Karachi has a history
I wonder how this article escaped my notice before. It was published in Dawn’s The Magazine on August 05th by Azmat Ansari, who calls out to people to realize & protect the history. The article follows:
Imagine hairstylists and dentists practising their respective professions 7,000 years ago in areas which today form Pakistan. A 7,000-year-old handmade machine for drilling holes into weak teeth and then filling the holes with resin is still in use. The chert-stone bit of the drill machine unearthed from Mehrgarh rotates 250 times per second. The modern drills rotate 500 times per second. In 7,000 years we have gained only 250 revolutions. What is stopping us from calling Pakistan the ‘first home of dentistry’?
If we look at the issue closely we will be justified in calling Pakistan the first home of women hairstylists as well. Almost seven millenniums ago, women in Mehrgarh wore brass frames on their shoulders with two long vertical spikes on either side for holding strands of hair upright, allowing their shoulders to stay bare so that their skin below their napes could feel the breeze. The women at the time also used tongs and clips to curl their hair. Some women wore wigs, perhaps the ones who had gone bald.
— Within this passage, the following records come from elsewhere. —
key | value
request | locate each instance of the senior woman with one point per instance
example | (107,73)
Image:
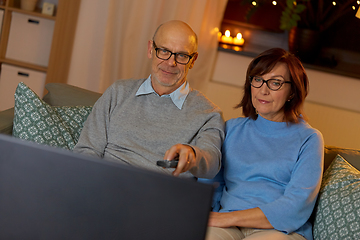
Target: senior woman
(272,159)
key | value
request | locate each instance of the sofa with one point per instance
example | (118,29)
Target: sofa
(329,217)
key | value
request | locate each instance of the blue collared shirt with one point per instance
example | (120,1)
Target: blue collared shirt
(178,96)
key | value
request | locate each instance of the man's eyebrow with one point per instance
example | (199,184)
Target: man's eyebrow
(181,52)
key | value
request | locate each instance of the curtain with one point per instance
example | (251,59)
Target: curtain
(111,39)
We know all of this from the figurines that have been dug out from Mehrgarh.
If we want to learn more from these figurines, then it would appear that men wore what looked like neckties — if not all of them wore them, then perhaps the royalty did. This should be food for thought for local tie-manufacturing firms. They could name a new brand of ties as Mehrgarh neckties to mark Visit Pakistan Year – 2007. While they do this, they will be saying that Europe and the rest of the world woke up to the idea of neckties millenniums later. Pakistan is the place where the concept of neckties was born.